26. Türkiye İstatistik Kurumu (TÜİK) verilerine göre alacağa hak
kazanıldığı 1992 yılı Eylül ayındaki 100 TL'nin, ödemenin yapıldığı 2012 yılı Ağustos ayı itibarıyla enflasyon karşısında değer kaybı
giderilmiş karşılığı 58.204,15 TL'dir. Bu durumda, başvurucuya ödenmesi gereken
32,92 TL tutarındaki emekli ikramiyesi alacağının 2012 yılı Ağustos
ayı itibarıyla TÜİK verileri kullanılarak enflasyon karşısında değer kaybının
giderilmiş karşılığı 19.160,81 TL’dir.
27. Dolayısıyla yukarıdaki verilere göre başvurucunun mülkiyet
hakkı kapsamında değerlendirilen 32,92 TL tutarındaki alacağının değer kaybını
telafi edecek fark 19.127,89 TL'dir.
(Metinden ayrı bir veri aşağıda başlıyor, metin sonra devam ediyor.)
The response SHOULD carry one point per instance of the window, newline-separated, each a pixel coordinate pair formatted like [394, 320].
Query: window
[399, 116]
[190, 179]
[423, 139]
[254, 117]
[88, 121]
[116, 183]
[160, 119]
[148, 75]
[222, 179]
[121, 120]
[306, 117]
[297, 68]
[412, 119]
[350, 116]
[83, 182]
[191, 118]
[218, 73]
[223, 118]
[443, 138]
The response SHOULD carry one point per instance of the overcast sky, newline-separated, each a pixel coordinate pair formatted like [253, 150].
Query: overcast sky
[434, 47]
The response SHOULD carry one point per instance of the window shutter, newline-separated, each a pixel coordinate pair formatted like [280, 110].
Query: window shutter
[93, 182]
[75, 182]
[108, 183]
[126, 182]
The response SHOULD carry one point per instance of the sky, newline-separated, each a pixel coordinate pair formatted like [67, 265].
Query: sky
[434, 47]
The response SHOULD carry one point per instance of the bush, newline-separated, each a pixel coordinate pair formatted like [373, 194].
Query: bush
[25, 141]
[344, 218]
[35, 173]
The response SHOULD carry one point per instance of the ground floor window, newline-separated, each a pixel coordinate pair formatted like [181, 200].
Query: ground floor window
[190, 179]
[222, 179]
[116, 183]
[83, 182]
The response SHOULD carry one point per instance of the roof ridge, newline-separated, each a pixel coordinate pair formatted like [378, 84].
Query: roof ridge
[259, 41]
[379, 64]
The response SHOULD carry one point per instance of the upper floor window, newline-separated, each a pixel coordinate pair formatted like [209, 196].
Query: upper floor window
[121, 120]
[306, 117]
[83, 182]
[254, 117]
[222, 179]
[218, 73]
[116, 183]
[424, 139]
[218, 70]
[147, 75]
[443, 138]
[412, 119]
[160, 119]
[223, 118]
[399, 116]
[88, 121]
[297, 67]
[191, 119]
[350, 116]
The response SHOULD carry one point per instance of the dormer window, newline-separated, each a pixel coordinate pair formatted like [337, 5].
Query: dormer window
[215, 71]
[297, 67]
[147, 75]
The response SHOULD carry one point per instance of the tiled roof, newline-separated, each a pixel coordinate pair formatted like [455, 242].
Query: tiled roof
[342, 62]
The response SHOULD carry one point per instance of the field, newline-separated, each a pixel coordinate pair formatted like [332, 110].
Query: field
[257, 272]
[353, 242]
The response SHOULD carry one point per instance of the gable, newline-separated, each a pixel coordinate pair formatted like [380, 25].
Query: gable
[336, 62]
Buna karşılık derece mahkemelerince
başvurucunun alacağına 3/5/2010 tarihinden itibaren yasal faiz işletilmesine
karar verilmiş olup bu doğrultuda başvurucuya yalnızca 6,79 TL tutarında faiz
ödemesi yapıldığı görülmektedir. Bu durumda uygulanan yasal faize rağmen
alacağın hak kazanıldığı tarihten bu yana enflasyonun %57.494,50 oranında
arttığı, diğer bir deyişle başvurucunun alacağının %1'inden bile daha az bir
miktara düşerek enflasyon karşısında önemli ölçüde değer kaybına uğradığı
görülmektedir.
28. Sonuç olarak başvurucunun emekli ikramiyesine hak kazandığı
tarihten ödemenin yapıldığı tarihe kadar geçen yirmi yıllık süredeki enflasyon
oranları dikkate alındığında mülkiyet hakkı kapsamında değerlendirilen söz
konusu alacağın değer kaybına uğratılarak ödendiği anlaşılmaktadır. Belirtilen
değer kaybının miktarı gözetildiğinde müdahaleyle başvurucuya şahsi olarak
aşırı ve olağandışı bir külfet yüklendiği, bu sebeple söz konusu müdahalenin
kamunun yararı ile başvurucunun mülkiyet hakkının korunması arasında kurulması
gereken adil dengeyi başvurucu aleyhine bozduğu sonucuna varılmıştır(benzer
yöndeki değerlendirmeler için bkz. Ferda
Yeşiltepe, § 75).
29. Açıklanan gerekçelerle Anayasa’nın 35. maddesinde güvence
altına alınan mülkiyet hakkının ihlal edildiğine karar verilmesi gerekir.
C. 6216 Sayılı Kanun'un
50. Maddesi Yönünden
30. 30/3/2011 tarihli ve 6216 sayılı Anayasa Mahkemesinin
Kuruluşu ve Yargılama Usulleri Hakkında Kanun'un 50. maddesinin (1) ve (2)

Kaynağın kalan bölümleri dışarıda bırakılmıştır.